Summer is just around the corner, which means it’s the perfect time to take advantage of the abundance of fresh fruits and vegetables that are about to spring forth! In case you missed it, BCC’s Nutrition Committee recently revised its nutritional guidelines to include a wider variety of vegetables. Vegetables should be a major part of every meal throughout the day, including breakfast. They are rich in vitamins and minerals and are interesting options to explore to bring a touch of originality to your breakfast plate. Read on for a few tips on how to incorporate more vegetables into your morning routine.
Add vegetables to your eggs
Brighten up your egg recipes with some colourful vegetables. Add peppers, spinach and zucchini to your scrambled eggs, or whip up a seasonal vegetable omelette. Try our recipe for Broccoli Omelette Bites or Cheese and Veggie Egg Cups.
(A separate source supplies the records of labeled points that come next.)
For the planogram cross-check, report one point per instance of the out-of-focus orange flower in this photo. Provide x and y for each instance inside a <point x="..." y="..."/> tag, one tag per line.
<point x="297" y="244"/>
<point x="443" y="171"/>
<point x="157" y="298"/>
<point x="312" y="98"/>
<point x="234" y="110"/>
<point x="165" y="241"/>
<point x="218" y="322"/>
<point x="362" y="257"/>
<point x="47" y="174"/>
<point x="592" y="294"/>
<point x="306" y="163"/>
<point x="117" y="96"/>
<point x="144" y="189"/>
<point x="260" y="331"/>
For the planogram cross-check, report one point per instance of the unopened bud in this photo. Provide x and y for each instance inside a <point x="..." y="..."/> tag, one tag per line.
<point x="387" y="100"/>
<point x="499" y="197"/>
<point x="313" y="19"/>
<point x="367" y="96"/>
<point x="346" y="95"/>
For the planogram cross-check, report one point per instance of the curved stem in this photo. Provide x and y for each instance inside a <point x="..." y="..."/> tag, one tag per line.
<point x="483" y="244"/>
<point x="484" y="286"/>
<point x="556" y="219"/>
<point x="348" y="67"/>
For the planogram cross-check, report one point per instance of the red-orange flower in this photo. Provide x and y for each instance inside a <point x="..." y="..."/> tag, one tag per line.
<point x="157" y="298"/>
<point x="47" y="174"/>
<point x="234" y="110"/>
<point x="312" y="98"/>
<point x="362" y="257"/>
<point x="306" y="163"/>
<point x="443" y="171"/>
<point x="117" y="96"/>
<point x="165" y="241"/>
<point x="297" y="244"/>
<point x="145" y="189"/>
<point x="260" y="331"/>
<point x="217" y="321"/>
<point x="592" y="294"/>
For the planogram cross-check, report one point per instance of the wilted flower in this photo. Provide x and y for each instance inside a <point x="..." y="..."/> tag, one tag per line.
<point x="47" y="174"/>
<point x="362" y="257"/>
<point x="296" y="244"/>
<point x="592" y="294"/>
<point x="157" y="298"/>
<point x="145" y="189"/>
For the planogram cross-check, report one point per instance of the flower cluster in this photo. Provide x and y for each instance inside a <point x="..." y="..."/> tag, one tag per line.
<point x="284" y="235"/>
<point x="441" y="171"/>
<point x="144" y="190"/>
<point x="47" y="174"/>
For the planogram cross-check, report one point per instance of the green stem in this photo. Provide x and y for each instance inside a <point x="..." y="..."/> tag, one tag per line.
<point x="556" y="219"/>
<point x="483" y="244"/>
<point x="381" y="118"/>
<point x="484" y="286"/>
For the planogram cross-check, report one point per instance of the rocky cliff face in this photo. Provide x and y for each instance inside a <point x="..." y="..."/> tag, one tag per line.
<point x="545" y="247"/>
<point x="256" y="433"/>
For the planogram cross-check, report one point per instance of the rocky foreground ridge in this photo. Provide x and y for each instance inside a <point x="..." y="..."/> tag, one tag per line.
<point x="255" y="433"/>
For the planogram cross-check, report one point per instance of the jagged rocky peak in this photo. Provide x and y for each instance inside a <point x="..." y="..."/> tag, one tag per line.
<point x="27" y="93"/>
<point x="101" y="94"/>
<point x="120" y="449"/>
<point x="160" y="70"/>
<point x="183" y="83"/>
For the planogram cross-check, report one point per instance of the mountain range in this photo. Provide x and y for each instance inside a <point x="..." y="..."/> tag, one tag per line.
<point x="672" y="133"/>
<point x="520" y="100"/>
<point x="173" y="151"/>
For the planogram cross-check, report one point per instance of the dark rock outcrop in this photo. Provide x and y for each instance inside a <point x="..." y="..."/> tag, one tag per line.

And why not explore recipes like shakshuka, a dish that incorporates poached eggs with a vegetable-rich tomato sauce!
Use veggies as a toast topper
Skip the classic banana/nut butter combo and opt instead for something vegetable-based. Why not try avocado toast with feta cheese, or top your multigrain bread with a layer of hummus and sliced tomato? The possibilities are endless, and there’s something for everyone!
Make breakfast time, sandwich time
Sandwiches aren’t just for lunch! Use your imagination to create all kinds of combinations. Add grilled vegetables to your grilled cheese or breakfast wrap. Check out our cookbook to try our Breakfast Enchilada or Breakfast Quesadilla recipes.
Veg up your smoothies
Use vegetables to add a splash of colour to your breakfast smoothies. Spinach or kale are great options for green smoothies. Carrots will make your tropical smoothies look extra sun-kissed and beets will turn your red berry smoothies even redder!
Incorporate vegetables into your baking recipes
Serve vegetables instead of fruit on the side
Veggies and dip or a summer salad of spinach and raspberries pair perfectly with several breakfast dishes. Vary your sides to include as many vegetables as you do fruit.